# Sudden Mozzarella Failure



## redgate (Sep 18, 2008)

I have been making mozzarella cheese off and on for several months now, with pretty good success. I have made molded mozz, string cheese, etc. Now, all of a sudden, every batch I make is a complete failure (typically I wind up with something like ricotta). I can't for the life of me figure out what I'm doing wrong all of a sudden. I bought some pH papers, but can't find any info on WHEN to test the pH. I have tested it throughout the process, finding the acidity increases as time goes by. To give you an idea, I a following the Ashley English recipe:

Mix 1 gallon milk (I use whole goat milk) and 2 tsp citric acid and begin heating. Mix 1/4 tsp rennet (I use a concentrated version) with 1/4 cup cool water. When milk mixture reaches 88*, pour in rennet mixture. Heat to 104*. 

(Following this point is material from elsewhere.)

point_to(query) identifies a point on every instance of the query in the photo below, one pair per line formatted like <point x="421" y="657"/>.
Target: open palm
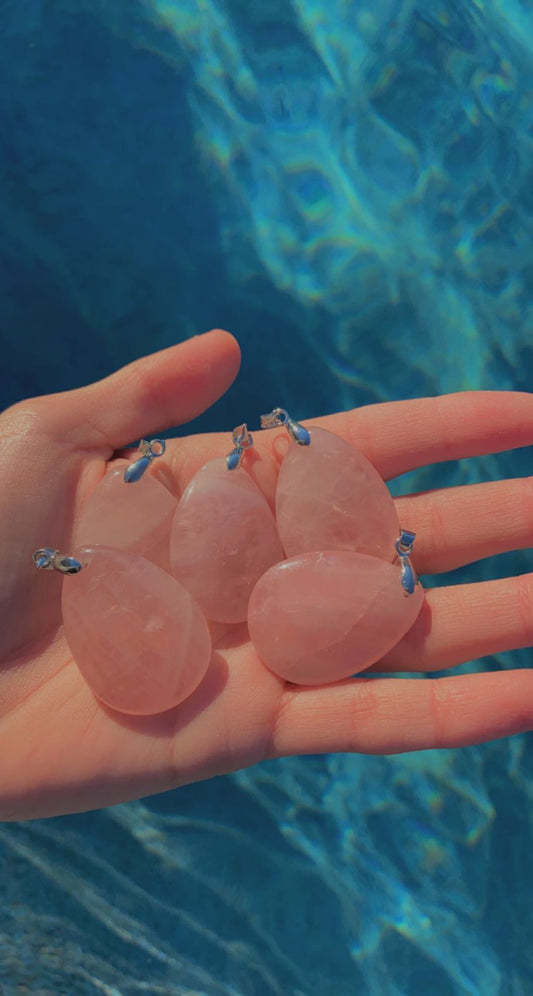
<point x="62" y="751"/>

She says to let it sit for 15 minutes, but my curds are fully formed by the time the temp reaches 104*, and the few times I have let it sit, the batch fails due to being too acidic (I think). In fact, I have even found that if I use the scoop-curds-out-of-whey method, the first half of my curds have worked well, while the second half turns into Ricotta-type--again, I assume from sitting in the whey and becoming too acidic. It is possible I have overheated slightly, as, depending on how the thermometer is positioned, the top may read 104* while the bottom reads 110*. I'm baffled.

To make matters worse, I am supposed to be teaching a class on how to make mozz in 4 days, and I just can't get it. What am I doing wrong? Too much citric acid, perhaps? (Even though that's what the recipe calls for). Any help would be greatly appreciated.


----------



## chewie (Jun 9, 2008)

first, I am NO expert. but, the recipe might be dealing with cow's milk. your thermometer might be off, gotten dropped or something? your goats might be eating something differently than before?

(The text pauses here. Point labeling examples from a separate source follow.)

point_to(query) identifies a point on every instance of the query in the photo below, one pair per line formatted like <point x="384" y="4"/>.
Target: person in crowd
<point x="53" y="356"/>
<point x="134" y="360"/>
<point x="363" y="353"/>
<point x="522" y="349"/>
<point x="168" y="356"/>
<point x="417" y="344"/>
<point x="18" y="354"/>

for my mozz, one tsp per gallon is all that's needed, using raw goat's milk. 

I mix 5 gallons milk with 5 tsp. citric. heat to 91*
add a 'heavy' 1/2 tsp thermo b culture
sit one hour (or more!) then add 3/4 tsp. veal rennet (diluted with water)
sit for 20 mins to an hour at most, cut curd, sit 10 mins, stir and start to heat to 102*
let it alone for a while then into a collandar to drip some whey off, maybe half hour to hour. then start heating whey, taking small hunk and nuc'ing it to see if its ready to stretch--if so, cut the lump into cubes, dump into hot whey, stretch, salt and I put into a loaf pan (fills it) to mould it. this way I can cut it into 3-4 blocks to freeze and it makes a nice shpe to grate too.


----------